Walaupun setelah beberapa waktu viral load pada bayi yang tidak mengalami gejala dugaan infeksi HIV akut mengalami penurunan (p = 0,002), penurunan ini tidak tampak pada bayi yang bergejala.

Dalam penelitian ini, kami mengamati tanda dan gejala yang secara bermakna lebih prevalen saat kunjungan yang terjadi selama infeksi HIV primer akut, dibandingkan dengan kunjungan tanpa infeksi pada kohort yang sama.

Tetapi, tidak ada tanda atau gejala yang merupakan prediktor yang sangat sensitif terhadap infeksi akut. 

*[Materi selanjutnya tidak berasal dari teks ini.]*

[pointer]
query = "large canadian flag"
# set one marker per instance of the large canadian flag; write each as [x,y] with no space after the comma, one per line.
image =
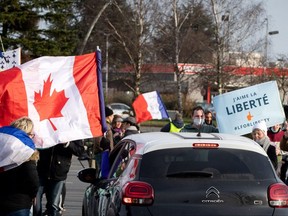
[62,95]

Para peneliti berkomentar, “ruam tercatat pada 26,4% kunjungan infeksi akut, tetapi juga tercatat pada 17,8% kunjungan tanpa infeksi.”

Para peneliti menyimpulkan, “dengan perluasan akses ART, kesadaran terhadap gejala infeksi HIV akut pada bayi dapat memfasilitasi diagnosis infeksi HIV pada bayi secara cepat dan rujukan pengobatan dapat diberikan lebih dini.”